Além do comércio da fé, desanima o tamanho das filas para a visita (paga) à catedral. Entendam, nem na Notre Dame eu entrei, em razão da fila, não seria em Compostela que o faria. Não sou o tipo de viajante que faz qualquer coisa para carimbar a "cartela dos monumentos visitados", ao contrário, prefiro percorrer as ruas, preferencialmente sair do circuito turístico e tentar, na medida do possível, interagir com os locais, suas histórias e os sabores tradicionais da região. 

Aliás, posso afirmar que tenho tido muita sorte, e por isso sou imensamente grata, porque venho encontrando pessoas incríveis nos lugares por onde tenho passado, dispostas a contar-me a história que está por detrás dos discursos dos guias. 

Em Santiago não foi diferente. Depois de de um tour rápido pelas várias praças e igrejas. Depois de fotografar todos os monumentos e suas filas monumentais, encontramos nossas anfitriãs em Santiago: Ana, Bea e Pilar, da e-burbulla. Aí começou a parte mais interessante da viagem. Ouvimos comentários ótimos sobre a cidade, rimos, experimentamos um autêntico Albariño (vinho típico da Galícia), que lamento não ter comprado para levar ao Brasil. 

Albariño é branco, seco e refrescante. Um vinho que alegra e que traduz um verão como poucos. As meninas de e-burbulla nos passaram uma bela lista de albariños de responsa, embora hoje saiba que não será muito fácil encontrá-los no Brasil. 

Mas o Albariño foi apenas o aperitivo para o que viria depois, logo mudamos de paragem e fomos a um pequeno restaurante de um amigo de Ana, num beco estreito e escondido, em que experimentamos picadas regionais. Pimientos grelhados, peixinhos fritos e, no meu caso, vieiras. A coloquei na boca, pedaço por pedaço deixando que o sabor fosse pouco a pouco tomando conta da boca, claro, pão para passar no prato, limpando os restos de molho. Para acompanhar uma clara com limón - bebida que consiste em meio copo de cerveja preenchido com suco de limão galego. Estupidamente gelado e refrescante a mistura é deliciosa, daquelas que dá vontade de tomar várias. 

A sobremesa não poderia ser outra, pedi a tradicional torta de santiago, mais por uma necessidade incontrolável de experimentar que por fome.  Um leve sabor de laranja permeia a massa fresca e macia de trigo e o sabor vai se abrindo em flores dentro da boca, enchendo de prazer quase sexual quem a experimenta. A torta, especialidade do lugar, é imperdível.

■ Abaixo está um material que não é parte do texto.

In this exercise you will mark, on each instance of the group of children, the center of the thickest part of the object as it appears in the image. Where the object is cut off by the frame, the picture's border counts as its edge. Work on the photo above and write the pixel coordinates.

Terminada a comilança, partimos para uma cafeteria debruçada sobre a colina, num belíssimo jardim interno, onde seguimos por toda a tarde entre copas de água, licores e cafés, trocando confidências e sonhos.  As horas passaram lentas enquanto ríamos e contávamos histórias muito nossas, "conversas de menina," histórias de 6 mulheres de diferentes nacionalidades que o destino reuniu em Compostela, naquela tarde de verão inesquecível. 

Fim de tarde, fizemos nosso próprio percurso, uma caminhada por dentro sob o olhar atento e atencioso umas das outras. Merece um brinde: Que o dia em Santiago seja apenas o primeiro de uma série de brindes e parcerias com essas mulheres guerreiras e doces de Santiago de Compostela, de Berlim e de Buenos Aires!

P.S. Sem a foto planejada, mas como todo meu coração.